Alle großen Anbieter von IT-Dienstleistungen, die sich mit der Entwicklung von Finanzsoftware beschäftigen, teilen Tipps, wie Banken vor solchen Angriffen schützen können.

  1. Multifaktor Authentifizierung (MFA)

    Dies ist eine der effektivsten Methoden, um einen unerlaubten Zugriff auf Bank- und Benutzerkonten zu verhindern. Das Prinzip basiert auf der Einführung einer zusätzlichen Sicherheitsstufe beim Einloggen. Diese zusätzliche Stufe kann auf der Vergabe von Einmalpasswörtern, einer Sicherheitsapp oder biometrischer Daten über das Smartphone erfolgen. Eine Studie von Microsoft ergab, dass sich bis zu 99,9 % aller Cyberangriffe mit MFA verhindern lassen.

  2. Datenverschlüsselung

    Wenn Cyberkriminelle doch in das System eindringen konnten, kann eine gute Datenverschlüsselung noch einiges retten. Die Verschlüsselung sollte sich aber nicht nur auf gespeicherte Daten beschränken, sondern auch auf die gesamte interne und externe Kommunikation. Empfehlenswert ist dabei die Verwendung eines gut gesicherten Verschlüsselungsprotokolls, wie zum Beispiel des Advanced Encryption Standard (AES), der 2001 amerikanischen National Institute of Standards and Technology (NIST) eingeführt wurde.

  3. Regelmäßiges Überprüfen und Bewerten von Cybersicherheitseinrichtungen

    Bei der rasanten technischen Entwicklung ist es unbedingt nötig, die firmeninternen Einrichtungen für die Cybersicherheit immer auf dem neuesten Stand zu halten und auch auf zukünftige Bedrohungen gut vorbereitet zu sein. Dafür sollten alle Hard- und Softwareeinrichtungen periodisch geprüft und bewertet werden. Um eine maximale Sicherheitsstufe zu erreichen sollte darauf geachtet werden, dass Industriestandards eingehalten werden.

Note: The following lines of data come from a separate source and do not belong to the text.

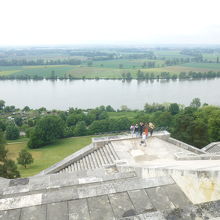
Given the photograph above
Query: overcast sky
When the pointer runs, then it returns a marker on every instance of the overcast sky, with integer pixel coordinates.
(40, 22)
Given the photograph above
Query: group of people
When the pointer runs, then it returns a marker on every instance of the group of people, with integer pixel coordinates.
(142, 130)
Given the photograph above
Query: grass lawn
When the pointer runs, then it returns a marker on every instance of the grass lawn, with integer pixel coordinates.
(46, 156)
(129, 115)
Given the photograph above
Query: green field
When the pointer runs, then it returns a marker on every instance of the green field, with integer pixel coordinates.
(114, 67)
(48, 155)
(116, 115)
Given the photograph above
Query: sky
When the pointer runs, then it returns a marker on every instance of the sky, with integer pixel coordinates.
(56, 22)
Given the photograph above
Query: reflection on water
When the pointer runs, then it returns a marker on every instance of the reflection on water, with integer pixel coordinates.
(62, 94)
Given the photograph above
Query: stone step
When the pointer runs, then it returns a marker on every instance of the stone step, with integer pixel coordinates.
(113, 151)
(81, 165)
(100, 157)
(97, 158)
(106, 155)
(103, 156)
(88, 162)
(84, 163)
(91, 161)
(110, 153)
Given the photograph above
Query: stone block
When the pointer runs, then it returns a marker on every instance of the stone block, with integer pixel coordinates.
(34, 213)
(100, 208)
(59, 195)
(78, 209)
(122, 205)
(140, 201)
(159, 198)
(57, 211)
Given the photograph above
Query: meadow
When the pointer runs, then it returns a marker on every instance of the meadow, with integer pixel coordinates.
(113, 68)
(46, 156)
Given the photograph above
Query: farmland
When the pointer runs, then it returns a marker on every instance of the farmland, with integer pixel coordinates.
(108, 63)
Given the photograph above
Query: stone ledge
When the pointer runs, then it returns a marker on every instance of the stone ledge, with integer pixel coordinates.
(184, 145)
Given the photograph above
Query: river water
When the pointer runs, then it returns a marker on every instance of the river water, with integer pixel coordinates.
(62, 94)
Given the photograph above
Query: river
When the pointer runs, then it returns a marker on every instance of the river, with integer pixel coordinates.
(62, 94)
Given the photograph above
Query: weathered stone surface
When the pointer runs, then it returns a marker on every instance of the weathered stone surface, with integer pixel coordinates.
(187, 213)
(57, 181)
(39, 183)
(122, 205)
(34, 213)
(3, 215)
(210, 209)
(16, 182)
(78, 210)
(59, 195)
(57, 211)
(159, 198)
(20, 201)
(176, 196)
(16, 189)
(140, 201)
(11, 215)
(100, 208)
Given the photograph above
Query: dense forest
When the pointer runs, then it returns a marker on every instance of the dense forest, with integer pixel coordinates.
(195, 124)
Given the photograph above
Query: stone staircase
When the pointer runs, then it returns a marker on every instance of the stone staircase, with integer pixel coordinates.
(100, 157)
(213, 147)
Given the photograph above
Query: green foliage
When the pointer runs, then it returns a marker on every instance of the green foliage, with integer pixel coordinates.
(8, 168)
(196, 103)
(3, 151)
(80, 129)
(73, 118)
(109, 108)
(174, 108)
(12, 131)
(2, 104)
(2, 125)
(18, 121)
(46, 131)
(153, 108)
(25, 158)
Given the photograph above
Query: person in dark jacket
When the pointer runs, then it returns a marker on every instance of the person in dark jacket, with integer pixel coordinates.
(141, 128)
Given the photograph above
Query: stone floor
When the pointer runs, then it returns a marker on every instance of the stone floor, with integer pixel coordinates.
(156, 150)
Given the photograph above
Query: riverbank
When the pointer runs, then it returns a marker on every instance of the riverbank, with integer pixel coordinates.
(84, 94)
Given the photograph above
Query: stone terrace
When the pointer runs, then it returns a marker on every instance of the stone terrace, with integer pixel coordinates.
(117, 178)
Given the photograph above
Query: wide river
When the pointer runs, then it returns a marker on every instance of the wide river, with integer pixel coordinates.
(92, 93)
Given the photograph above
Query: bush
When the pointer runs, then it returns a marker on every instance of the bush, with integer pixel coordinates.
(12, 132)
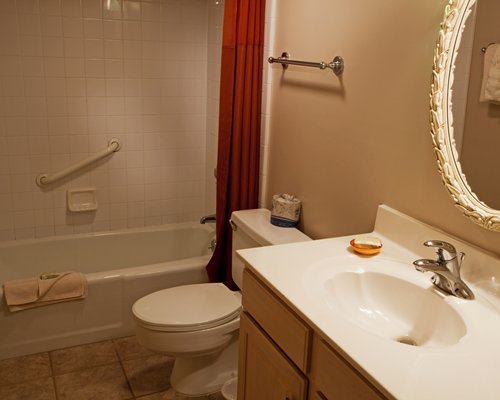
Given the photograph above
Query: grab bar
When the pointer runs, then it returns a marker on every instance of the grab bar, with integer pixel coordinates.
(336, 65)
(46, 179)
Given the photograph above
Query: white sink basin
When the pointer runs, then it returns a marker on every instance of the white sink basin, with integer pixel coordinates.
(388, 299)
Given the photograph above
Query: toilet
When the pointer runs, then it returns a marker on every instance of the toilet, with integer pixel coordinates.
(199, 324)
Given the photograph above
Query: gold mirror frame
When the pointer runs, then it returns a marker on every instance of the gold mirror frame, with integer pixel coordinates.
(441, 118)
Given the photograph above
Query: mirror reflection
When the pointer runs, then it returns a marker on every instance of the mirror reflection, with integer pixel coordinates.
(476, 102)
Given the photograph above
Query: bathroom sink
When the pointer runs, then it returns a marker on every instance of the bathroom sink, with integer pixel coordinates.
(388, 299)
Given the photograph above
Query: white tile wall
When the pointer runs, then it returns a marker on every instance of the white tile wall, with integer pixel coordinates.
(73, 74)
(215, 22)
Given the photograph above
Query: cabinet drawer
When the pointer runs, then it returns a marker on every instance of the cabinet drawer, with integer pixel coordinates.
(289, 332)
(332, 378)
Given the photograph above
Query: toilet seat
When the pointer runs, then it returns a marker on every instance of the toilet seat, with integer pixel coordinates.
(188, 308)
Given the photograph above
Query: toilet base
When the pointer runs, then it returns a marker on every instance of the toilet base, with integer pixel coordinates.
(203, 375)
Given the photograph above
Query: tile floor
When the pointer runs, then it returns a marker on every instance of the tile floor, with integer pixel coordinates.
(118, 369)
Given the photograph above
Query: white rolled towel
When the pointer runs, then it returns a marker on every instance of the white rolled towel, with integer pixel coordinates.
(490, 88)
(286, 210)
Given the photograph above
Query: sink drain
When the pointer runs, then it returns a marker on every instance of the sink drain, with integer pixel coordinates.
(406, 340)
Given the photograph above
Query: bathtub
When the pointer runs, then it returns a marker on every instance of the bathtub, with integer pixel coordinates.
(120, 266)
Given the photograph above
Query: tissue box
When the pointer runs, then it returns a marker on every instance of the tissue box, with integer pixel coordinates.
(286, 210)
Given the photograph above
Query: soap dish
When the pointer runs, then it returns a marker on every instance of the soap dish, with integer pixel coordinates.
(367, 251)
(81, 200)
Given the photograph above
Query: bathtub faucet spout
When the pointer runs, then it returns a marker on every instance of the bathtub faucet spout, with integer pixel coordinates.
(208, 218)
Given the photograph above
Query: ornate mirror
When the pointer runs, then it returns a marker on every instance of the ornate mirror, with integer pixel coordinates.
(465, 127)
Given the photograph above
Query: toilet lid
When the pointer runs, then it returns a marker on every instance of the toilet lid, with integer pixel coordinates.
(189, 307)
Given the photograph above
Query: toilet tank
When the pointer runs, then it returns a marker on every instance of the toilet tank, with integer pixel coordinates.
(253, 228)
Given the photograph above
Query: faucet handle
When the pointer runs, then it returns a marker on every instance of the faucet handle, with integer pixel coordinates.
(448, 247)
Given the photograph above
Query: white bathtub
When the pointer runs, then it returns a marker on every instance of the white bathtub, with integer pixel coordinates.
(120, 266)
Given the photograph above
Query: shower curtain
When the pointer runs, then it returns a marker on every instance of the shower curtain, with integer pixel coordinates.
(239, 124)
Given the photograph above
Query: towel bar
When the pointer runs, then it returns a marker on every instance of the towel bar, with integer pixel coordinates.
(336, 65)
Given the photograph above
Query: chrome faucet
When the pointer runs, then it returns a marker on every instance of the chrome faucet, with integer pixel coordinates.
(446, 269)
(207, 218)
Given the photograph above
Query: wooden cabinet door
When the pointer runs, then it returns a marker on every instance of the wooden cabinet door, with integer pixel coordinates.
(264, 372)
(332, 378)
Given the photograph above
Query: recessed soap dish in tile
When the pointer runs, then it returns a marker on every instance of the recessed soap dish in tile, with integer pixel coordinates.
(81, 200)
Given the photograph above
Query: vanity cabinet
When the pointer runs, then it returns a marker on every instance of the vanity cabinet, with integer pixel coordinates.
(282, 358)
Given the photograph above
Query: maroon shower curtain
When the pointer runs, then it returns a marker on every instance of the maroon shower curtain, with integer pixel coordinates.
(239, 124)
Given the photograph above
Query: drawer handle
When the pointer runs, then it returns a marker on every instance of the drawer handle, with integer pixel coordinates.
(319, 395)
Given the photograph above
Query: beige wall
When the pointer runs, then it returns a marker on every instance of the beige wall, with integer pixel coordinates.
(345, 146)
(482, 123)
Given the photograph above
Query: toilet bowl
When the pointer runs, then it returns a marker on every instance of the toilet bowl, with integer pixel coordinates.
(199, 324)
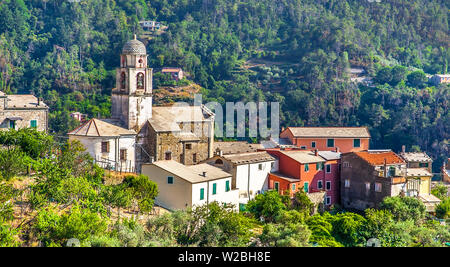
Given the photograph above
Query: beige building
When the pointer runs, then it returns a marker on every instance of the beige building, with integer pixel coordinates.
(182, 186)
(22, 111)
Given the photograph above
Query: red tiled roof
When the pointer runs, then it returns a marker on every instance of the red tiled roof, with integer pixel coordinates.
(379, 158)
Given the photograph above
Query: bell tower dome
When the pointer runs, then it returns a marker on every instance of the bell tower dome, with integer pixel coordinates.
(131, 100)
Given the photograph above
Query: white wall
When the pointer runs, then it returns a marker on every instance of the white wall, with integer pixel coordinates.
(93, 146)
(221, 196)
(258, 179)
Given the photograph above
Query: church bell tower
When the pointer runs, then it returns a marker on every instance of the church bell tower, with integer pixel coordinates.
(131, 100)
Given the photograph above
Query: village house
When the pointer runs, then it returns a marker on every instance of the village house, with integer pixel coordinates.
(249, 170)
(78, 116)
(347, 139)
(176, 73)
(181, 133)
(314, 172)
(446, 171)
(367, 177)
(182, 186)
(440, 78)
(417, 159)
(23, 111)
(111, 146)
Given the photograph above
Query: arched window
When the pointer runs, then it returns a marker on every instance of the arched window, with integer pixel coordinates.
(123, 81)
(140, 81)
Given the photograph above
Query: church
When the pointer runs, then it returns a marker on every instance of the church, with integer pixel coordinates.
(138, 132)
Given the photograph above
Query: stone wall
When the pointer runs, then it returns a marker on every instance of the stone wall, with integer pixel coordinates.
(27, 115)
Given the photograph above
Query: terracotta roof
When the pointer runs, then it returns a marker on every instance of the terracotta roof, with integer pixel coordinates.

Die Überprüfung sollte im Idealfall durch interne und externe Experten erfolgen.

  4. Ein einheitliches und gut kommuniziertes Sicherheitskonzept

    Die Normen und Regeln für die Cybersicherheit sollten einheitlich im ganzen Finanzinstitut gelten und auch gut kommuniziert werden, da sehr oft menschliches Fehlverhalten die Ursache für einen erfolgreichen Cyberangriff ist. Alle Mitarbeiter sollten wissen, welche Regeln gelten und warum sie diese auch einhalten sollten. Als Grundsatz gilt dabei, dass Sicherheitskonzept sollte so einfach wie möglich aber so umfangreich wie nötig sein.

  5. Beobachtung der Datenflüsse

    Je besser ein Finanzinstitut seine Datenflüsse im Auge behält, desto schneller fallen auch außergewöhnliche Aktivitäten auf, die auf einen Cyberangriff hindeuten können. Dazu kommt, dass eine frühe Erkennung einer Sicherheitslücke oder eines Datenlecks schnelle Gegenmaßnahmen ermöglicht. Damit können Schäden verhindert oder zumindest begrenzt werden. Am besten sind natürlich hausinterne Beobachtungsmaßnahmen, aber es kann auch empfehlenswert sein, diese an externe Firmen auszulagern. Manchmal können durch eine Auslagerung sogar Kosten gespart werden, weil spezialisierte Firmen diese Aufgaben sehr effizient erledigen können.

  6. Immer einen Notfallplan parat haben

    Es ist bei aller Vorsicht immer möglich, dass es dennoch zu einem erfolgreichen Cyberangriff auf eine Bank kommt. Wenn der Schaden einmal angerichtet ist, sollte jedes Finanzinstitut einen Notfallplan bereit haben, der genau festlegt, welche Maßnahmen ergriffen werden müssen, um den Cyberschaden so gut wie möglich zu begrenzen und Folgeschäden oder –angriffe zu vermeiden. Ein solcher Plan sollte sich nicht nur auf die Schadensbegrenzung fokussieren, sondern sollte auch beinhalten, wie die IT Infrastruktur wieder zur Verfügung gestellt werden kann und wie die Sicherheitsvorkehrungen in Zukunft verbessert werden sollten. Der letzte Teil muss natürlich Hand in Hand mit einer objektiven Analyse des Cyberangriffs gehen.

  7. Backups, Backups, Backups

    Man kann diesen Punkt gar nicht genug betonen – Datensicherung ist von immenser Bedeutung! Sicherheitskopien aller Daten sollten in regelmäßigen Abständen durchgeführt werden. Auf diese Weise sind Finanz-, Kunden- o der Kontendaten doppelt gesichert. Diese einfache Maßnahme verhindert Erpressungen von Cyberkriminellen, die IT Infrastruktur kapern, sperren und den Zugriff auf die Daten erst nach der Zahlung eines Lösegeldes wiederherstellen.

Wenn Finanzinstitute diese Tipps beachten, können sie Cyberangriffen wirkungsvoll vorbeugen und eingetretene Schäden minimieren.